Greek officials and media operatives are blaming “climate change” for wildfires in Greece despite admitting that the majority of the fires were caused by arson or criminal negligence.

News media have been reporting on the wildfires affecting the Rhodes, Corfu and Evia islands for over a week with escalating climate alarmism.

“Rhodes wildfires are climate wake-up call, says UK minister,” reported The Guardian last week.

“Greece wildfires: climate crisis will ‘manifest itself everywhere with greater disasters’, says Greek PM – as it happened,” read another headline.

“Deadly global heatwaves undeniably result of climate crisis, scientists show,” The Guardian reported Tuesday.

But Greece Climate Crisis and Civil Protection Minister Vassilis Kikilias said Friday that most of the 667 fires could have been prevented since they were caused by “human hand”.

“During this time 667 fires erupted, that is more than 60 fires a day, almost all over the country. Unfortunately, the majority were ignited by human hand, either by criminal negligence or intent,” said Kikilias.

Despite the admission, the climate official nevertheless tried to claim “climate change” was the real culprit because weather conditions helped the fires spread.

“The difference with other years were [sic] the weather conditions. Climate change, which yielded a historic and unprecedented heatwave, is here. There were very few days where the extreme weather was not combined with strong winds.”

“Climate change” has become the go-to explanation for wildfires across the globe, no matter the cause. A wildfire in California last year was described by officials as being “a direct result of what is climate change” despite last month’s arrest of the suspected arsonist.

An analysis by Frontline News found that every article published by legacy news corporations on last month’s wildfires in Canada uses the phrase “climate crisis,” “climate change,” or both, echoing figures like Joe Biden, Canada Prime Minister Justin Trudeau, and others.

But experts are pointing out irreconcilable flaws with the narrative.

The Danish government’s Environmental Assessment Institute Director Bjørn Lomborg wrote in 2021 that since wildfires started being recorded in 1900, the worldwide acreage burned by wildfires each year is decreasing, despite the climb in carbon emissions.
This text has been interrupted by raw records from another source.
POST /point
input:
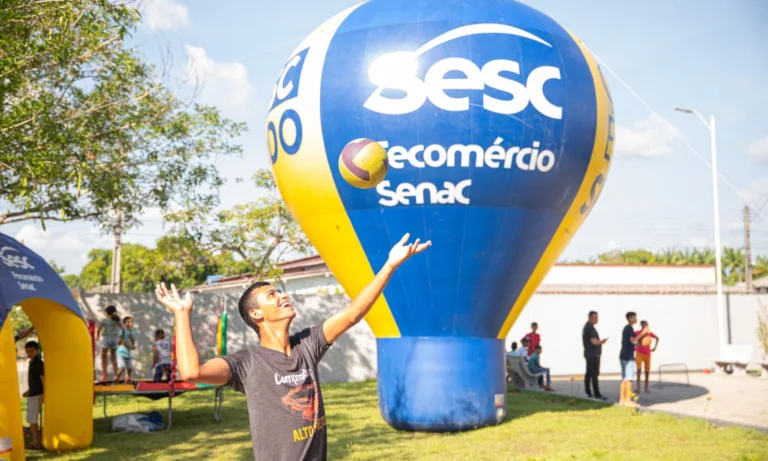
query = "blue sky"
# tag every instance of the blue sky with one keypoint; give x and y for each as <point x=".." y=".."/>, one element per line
<point x="707" y="55"/>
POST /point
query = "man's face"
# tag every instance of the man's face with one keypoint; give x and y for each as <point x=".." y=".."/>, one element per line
<point x="274" y="306"/>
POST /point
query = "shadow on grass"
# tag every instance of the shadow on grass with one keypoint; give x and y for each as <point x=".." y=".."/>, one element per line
<point x="367" y="436"/>
<point x="666" y="392"/>
<point x="194" y="434"/>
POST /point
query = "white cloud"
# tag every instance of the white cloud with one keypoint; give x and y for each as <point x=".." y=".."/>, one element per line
<point x="164" y="14"/>
<point x="652" y="137"/>
<point x="224" y="84"/>
<point x="698" y="242"/>
<point x="33" y="237"/>
<point x="759" y="149"/>
<point x="757" y="192"/>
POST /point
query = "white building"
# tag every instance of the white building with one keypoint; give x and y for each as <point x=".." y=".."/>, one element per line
<point x="311" y="275"/>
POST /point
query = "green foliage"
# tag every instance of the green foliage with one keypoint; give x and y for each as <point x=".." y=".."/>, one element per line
<point x="732" y="260"/>
<point x="762" y="328"/>
<point x="87" y="127"/>
<point x="258" y="232"/>
<point x="174" y="260"/>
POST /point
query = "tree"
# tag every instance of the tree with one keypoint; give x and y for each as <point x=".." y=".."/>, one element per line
<point x="762" y="328"/>
<point x="87" y="128"/>
<point x="174" y="260"/>
<point x="258" y="232"/>
<point x="732" y="260"/>
<point x="191" y="264"/>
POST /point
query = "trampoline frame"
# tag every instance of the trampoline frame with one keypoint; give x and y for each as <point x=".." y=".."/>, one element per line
<point x="218" y="399"/>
Even assuming that global warming is causing more fires, they are still consuming less land than ever due to expanding populations and economic development.
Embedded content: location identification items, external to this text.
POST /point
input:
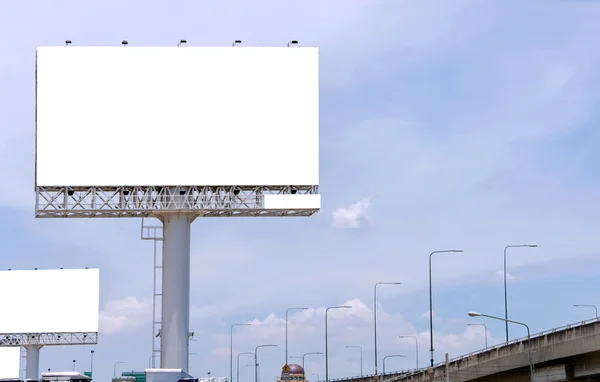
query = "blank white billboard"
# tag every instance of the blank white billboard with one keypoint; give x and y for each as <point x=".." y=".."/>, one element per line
<point x="177" y="116"/>
<point x="49" y="301"/>
<point x="10" y="361"/>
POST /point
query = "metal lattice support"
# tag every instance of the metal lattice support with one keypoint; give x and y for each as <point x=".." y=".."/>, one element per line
<point x="154" y="233"/>
<point x="46" y="339"/>
<point x="144" y="201"/>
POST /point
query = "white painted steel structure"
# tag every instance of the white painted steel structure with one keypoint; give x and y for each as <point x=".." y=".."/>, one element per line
<point x="154" y="233"/>
<point x="235" y="132"/>
<point x="10" y="359"/>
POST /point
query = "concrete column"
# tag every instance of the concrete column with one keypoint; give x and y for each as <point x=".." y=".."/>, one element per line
<point x="174" y="342"/>
<point x="32" y="370"/>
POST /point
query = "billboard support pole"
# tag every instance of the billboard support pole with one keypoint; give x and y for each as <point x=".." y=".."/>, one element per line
<point x="32" y="369"/>
<point x="174" y="344"/>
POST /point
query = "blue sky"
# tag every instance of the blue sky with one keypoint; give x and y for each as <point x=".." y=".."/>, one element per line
<point x="455" y="124"/>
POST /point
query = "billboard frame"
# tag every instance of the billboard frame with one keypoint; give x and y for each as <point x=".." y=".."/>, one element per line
<point x="176" y="206"/>
<point x="147" y="201"/>
<point x="47" y="339"/>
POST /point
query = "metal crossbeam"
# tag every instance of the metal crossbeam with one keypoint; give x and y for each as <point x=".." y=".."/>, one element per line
<point x="46" y="339"/>
<point x="145" y="201"/>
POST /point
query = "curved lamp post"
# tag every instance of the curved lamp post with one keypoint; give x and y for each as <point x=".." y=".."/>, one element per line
<point x="505" y="293"/>
<point x="326" y="343"/>
<point x="477" y="314"/>
<point x="431" y="299"/>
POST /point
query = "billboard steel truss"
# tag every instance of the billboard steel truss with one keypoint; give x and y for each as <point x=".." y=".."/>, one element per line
<point x="46" y="339"/>
<point x="145" y="201"/>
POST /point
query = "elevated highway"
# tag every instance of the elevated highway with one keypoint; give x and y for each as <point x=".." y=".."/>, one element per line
<point x="568" y="353"/>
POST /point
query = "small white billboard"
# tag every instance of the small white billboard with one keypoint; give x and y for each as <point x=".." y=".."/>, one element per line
<point x="50" y="301"/>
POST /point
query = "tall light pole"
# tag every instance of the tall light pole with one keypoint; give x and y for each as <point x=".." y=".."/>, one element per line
<point x="360" y="348"/>
<point x="431" y="299"/>
<point x="256" y="359"/>
<point x="326" y="343"/>
<point x="286" y="312"/>
<point x="477" y="314"/>
<point x="115" y="368"/>
<point x="305" y="354"/>
<point x="375" y="314"/>
<point x="416" y="347"/>
<point x="484" y="331"/>
<point x="231" y="350"/>
<point x="391" y="356"/>
<point x="505" y="293"/>
<point x="92" y="362"/>
<point x="589" y="306"/>
<point x="237" y="369"/>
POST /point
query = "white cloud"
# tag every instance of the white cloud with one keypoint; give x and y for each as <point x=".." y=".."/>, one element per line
<point x="124" y="314"/>
<point x="353" y="215"/>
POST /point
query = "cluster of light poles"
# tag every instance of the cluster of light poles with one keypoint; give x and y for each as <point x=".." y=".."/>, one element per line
<point x="472" y="314"/>
<point x="255" y="353"/>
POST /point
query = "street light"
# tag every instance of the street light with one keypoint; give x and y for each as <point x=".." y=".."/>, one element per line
<point x="237" y="368"/>
<point x="416" y="347"/>
<point x="256" y="359"/>
<point x="305" y="354"/>
<point x="286" y="312"/>
<point x="375" y="315"/>
<point x="231" y="350"/>
<point x="92" y="362"/>
<point x="358" y="347"/>
<point x="589" y="306"/>
<point x="485" y="332"/>
<point x="326" y="343"/>
<point x="431" y="299"/>
<point x="115" y="368"/>
<point x="477" y="314"/>
<point x="505" y="293"/>
<point x="391" y="356"/>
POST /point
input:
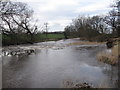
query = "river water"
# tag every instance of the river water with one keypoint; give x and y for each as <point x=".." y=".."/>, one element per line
<point x="53" y="63"/>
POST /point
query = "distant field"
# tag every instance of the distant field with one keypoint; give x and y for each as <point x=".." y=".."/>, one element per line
<point x="49" y="36"/>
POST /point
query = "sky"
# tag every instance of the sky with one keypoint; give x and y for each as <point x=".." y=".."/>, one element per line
<point x="59" y="13"/>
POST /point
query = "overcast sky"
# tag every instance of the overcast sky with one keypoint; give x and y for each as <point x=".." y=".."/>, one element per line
<point x="59" y="13"/>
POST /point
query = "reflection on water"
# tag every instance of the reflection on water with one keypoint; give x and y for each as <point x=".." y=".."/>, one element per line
<point x="50" y="67"/>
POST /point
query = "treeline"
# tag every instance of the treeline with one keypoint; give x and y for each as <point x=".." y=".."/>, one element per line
<point x="16" y="23"/>
<point x="95" y="28"/>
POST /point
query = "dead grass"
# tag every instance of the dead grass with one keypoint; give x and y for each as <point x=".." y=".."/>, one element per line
<point x="85" y="43"/>
<point x="110" y="58"/>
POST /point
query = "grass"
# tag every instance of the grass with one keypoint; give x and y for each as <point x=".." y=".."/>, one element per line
<point x="50" y="36"/>
<point x="24" y="39"/>
<point x="110" y="58"/>
<point x="85" y="43"/>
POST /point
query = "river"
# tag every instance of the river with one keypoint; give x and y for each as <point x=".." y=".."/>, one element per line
<point x="53" y="63"/>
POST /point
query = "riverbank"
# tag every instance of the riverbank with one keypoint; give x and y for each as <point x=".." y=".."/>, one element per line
<point x="111" y="56"/>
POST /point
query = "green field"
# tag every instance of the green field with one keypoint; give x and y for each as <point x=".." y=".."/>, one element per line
<point x="24" y="39"/>
<point x="49" y="37"/>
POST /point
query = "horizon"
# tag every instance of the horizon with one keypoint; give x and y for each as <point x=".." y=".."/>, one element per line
<point x="60" y="14"/>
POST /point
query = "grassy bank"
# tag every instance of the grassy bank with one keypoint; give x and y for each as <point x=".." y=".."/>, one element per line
<point x="110" y="57"/>
<point x="17" y="39"/>
<point x="48" y="37"/>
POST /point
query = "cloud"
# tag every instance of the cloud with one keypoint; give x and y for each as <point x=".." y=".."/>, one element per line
<point x="59" y="13"/>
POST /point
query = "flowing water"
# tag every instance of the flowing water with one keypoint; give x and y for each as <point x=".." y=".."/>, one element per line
<point x="53" y="63"/>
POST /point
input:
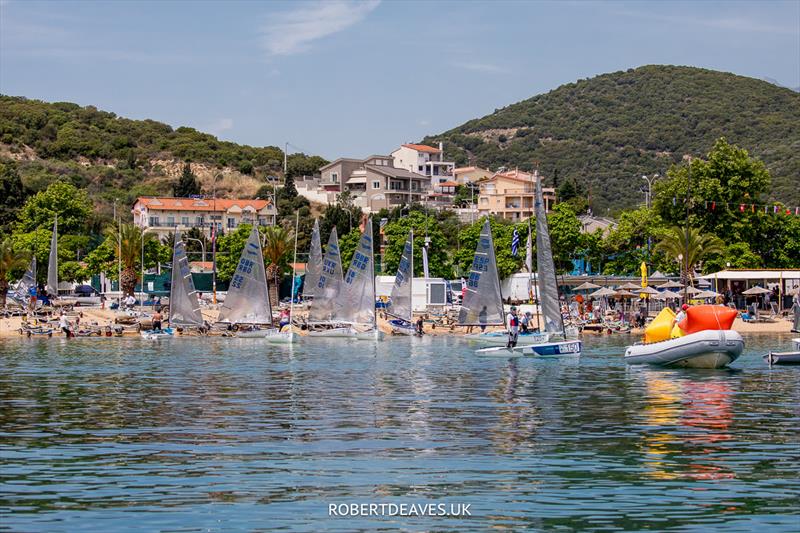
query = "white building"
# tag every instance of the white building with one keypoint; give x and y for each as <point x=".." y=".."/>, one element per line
<point x="425" y="160"/>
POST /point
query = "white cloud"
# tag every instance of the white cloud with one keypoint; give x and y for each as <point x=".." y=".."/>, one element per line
<point x="481" y="67"/>
<point x="293" y="31"/>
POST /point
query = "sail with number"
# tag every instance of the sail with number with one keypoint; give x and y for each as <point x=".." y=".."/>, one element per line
<point x="330" y="280"/>
<point x="483" y="301"/>
<point x="52" y="264"/>
<point x="247" y="301"/>
<point x="184" y="307"/>
<point x="28" y="282"/>
<point x="400" y="303"/>
<point x="314" y="265"/>
<point x="546" y="269"/>
<point x="356" y="302"/>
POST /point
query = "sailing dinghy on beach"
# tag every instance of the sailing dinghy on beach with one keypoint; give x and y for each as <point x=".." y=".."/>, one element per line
<point x="184" y="306"/>
<point x="399" y="307"/>
<point x="247" y="304"/>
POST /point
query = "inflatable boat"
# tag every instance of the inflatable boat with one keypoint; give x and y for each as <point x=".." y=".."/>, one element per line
<point x="704" y="349"/>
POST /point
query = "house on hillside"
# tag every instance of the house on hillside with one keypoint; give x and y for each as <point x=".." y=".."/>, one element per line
<point x="425" y="160"/>
<point x="163" y="216"/>
<point x="374" y="182"/>
<point x="510" y="195"/>
<point x="464" y="175"/>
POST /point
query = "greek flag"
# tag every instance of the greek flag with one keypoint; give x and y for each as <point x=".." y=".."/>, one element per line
<point x="515" y="243"/>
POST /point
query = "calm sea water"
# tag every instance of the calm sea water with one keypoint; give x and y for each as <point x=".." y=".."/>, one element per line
<point x="236" y="434"/>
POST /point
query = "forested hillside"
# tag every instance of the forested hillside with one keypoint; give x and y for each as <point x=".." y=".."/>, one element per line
<point x="606" y="132"/>
<point x="115" y="158"/>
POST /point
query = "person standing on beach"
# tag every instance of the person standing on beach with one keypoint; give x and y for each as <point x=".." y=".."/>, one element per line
<point x="63" y="323"/>
<point x="513" y="327"/>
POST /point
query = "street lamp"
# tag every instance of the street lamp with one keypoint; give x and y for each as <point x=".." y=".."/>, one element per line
<point x="202" y="246"/>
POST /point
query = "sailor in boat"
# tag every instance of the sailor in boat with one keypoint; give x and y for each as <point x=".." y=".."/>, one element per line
<point x="157" y="318"/>
<point x="513" y="327"/>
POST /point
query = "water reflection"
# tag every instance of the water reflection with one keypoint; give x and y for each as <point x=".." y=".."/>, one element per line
<point x="228" y="434"/>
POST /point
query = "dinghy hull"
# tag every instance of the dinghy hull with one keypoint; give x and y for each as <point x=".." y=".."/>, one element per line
<point x="501" y="337"/>
<point x="704" y="349"/>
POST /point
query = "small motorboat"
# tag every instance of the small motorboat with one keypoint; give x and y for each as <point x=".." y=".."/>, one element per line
<point x="501" y="337"/>
<point x="155" y="334"/>
<point x="704" y="349"/>
<point x="402" y="327"/>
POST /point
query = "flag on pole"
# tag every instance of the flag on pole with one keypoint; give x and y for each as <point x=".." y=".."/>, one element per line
<point x="529" y="251"/>
<point x="515" y="243"/>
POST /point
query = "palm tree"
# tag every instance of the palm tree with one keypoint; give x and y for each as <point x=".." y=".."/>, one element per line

According to Canada’s own Canadian National Fire Database (CNFDB), the number of wildfires has been steadily declining since 1990, the first year of record. 
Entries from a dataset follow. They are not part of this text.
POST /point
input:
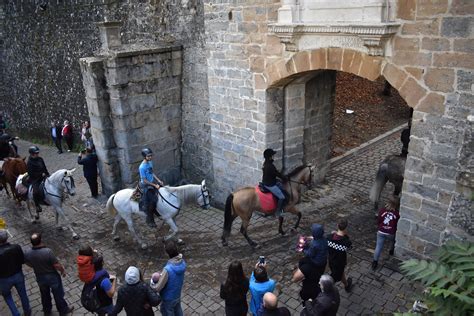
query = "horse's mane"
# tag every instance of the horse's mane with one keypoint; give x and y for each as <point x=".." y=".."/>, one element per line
<point x="296" y="171"/>
<point x="185" y="192"/>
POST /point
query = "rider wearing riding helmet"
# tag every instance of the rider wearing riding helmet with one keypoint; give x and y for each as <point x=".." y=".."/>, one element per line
<point x="37" y="171"/>
<point x="269" y="178"/>
<point x="149" y="184"/>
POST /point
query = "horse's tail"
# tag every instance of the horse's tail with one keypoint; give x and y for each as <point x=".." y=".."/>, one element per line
<point x="228" y="218"/>
<point x="380" y="180"/>
<point x="110" y="205"/>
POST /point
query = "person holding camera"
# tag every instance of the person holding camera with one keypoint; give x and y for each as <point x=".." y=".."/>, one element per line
<point x="234" y="290"/>
<point x="259" y="285"/>
<point x="136" y="296"/>
<point x="105" y="283"/>
<point x="312" y="265"/>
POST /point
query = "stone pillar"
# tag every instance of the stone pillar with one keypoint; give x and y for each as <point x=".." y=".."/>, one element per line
<point x="287" y="13"/>
<point x="98" y="105"/>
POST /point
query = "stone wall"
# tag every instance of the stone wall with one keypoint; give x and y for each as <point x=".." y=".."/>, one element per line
<point x="430" y="61"/>
<point x="41" y="49"/>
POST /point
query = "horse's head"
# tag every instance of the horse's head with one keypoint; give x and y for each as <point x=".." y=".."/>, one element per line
<point x="68" y="182"/>
<point x="204" y="198"/>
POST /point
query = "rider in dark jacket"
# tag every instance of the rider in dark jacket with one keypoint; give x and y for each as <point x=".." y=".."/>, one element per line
<point x="37" y="171"/>
<point x="269" y="178"/>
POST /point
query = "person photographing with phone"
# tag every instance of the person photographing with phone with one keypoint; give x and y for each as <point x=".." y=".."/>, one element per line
<point x="259" y="285"/>
<point x="312" y="265"/>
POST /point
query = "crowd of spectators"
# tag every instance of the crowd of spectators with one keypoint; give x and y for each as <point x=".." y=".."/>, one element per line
<point x="319" y="295"/>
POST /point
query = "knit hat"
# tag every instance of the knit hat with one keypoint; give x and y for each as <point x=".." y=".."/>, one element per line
<point x="132" y="276"/>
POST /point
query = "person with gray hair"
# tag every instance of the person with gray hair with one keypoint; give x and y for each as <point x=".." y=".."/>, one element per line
<point x="327" y="302"/>
<point x="11" y="274"/>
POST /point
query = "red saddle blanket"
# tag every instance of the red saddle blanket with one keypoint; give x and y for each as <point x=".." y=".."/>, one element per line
<point x="268" y="202"/>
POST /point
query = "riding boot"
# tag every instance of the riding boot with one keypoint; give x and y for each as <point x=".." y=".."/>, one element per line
<point x="150" y="221"/>
<point x="280" y="207"/>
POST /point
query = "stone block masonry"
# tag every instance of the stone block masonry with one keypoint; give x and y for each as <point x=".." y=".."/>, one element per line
<point x="134" y="100"/>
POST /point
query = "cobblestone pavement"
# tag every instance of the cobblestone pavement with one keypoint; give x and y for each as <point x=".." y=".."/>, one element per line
<point x="345" y="194"/>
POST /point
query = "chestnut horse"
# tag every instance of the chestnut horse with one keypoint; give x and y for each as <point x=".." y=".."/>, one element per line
<point x="245" y="200"/>
<point x="11" y="169"/>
Author and environmentalist Jim Steele, who previously served as San Francisco State University’s Sierra Nevada Field Campus director, slammed the media’s “climate change” narrative.

“I do not feel the media is educating us about the science that affects fires. They're just trying to push a catastrophe narrative that's been going on way too long,” Steele told Cowboy State Daily

Steele says that fires were even more extensive in the 17th and 18th centuries when the world’s climate was cooler, pouring cold water on theories that Canada’s wildfires are caused by global warming.

Instead, Steele attributes the ferocious fires to Pacific Decadal Oscillation, a long-term temperature fluctuation of the Pacific Ocean over 20–30-year periods. During negative phases of this natural phenomenon, many parts of the US see drier climates than usual, which directly correlates to forest fires.

Another contributor to the wildfires, adds Steele, is, ironically, fire suppression. Forest management tactics allow dead trees, grasses and fuels to accumulate, which causes fires to burn hotter and longer.

“I don't think there's enough evidence whatsoever to say a CO2 effect has emerged from the data,” Steele said. 

University of Washington Atmospheric Sciences Professor Cliff Mass also notes that forest fires in Canada are on the decline. The largest fires occurred in the 1980s, and Mass says May is primetime for forest fires.

“There is no evidence that such a pattern is the result of climate change,” wrote Mass on his blog.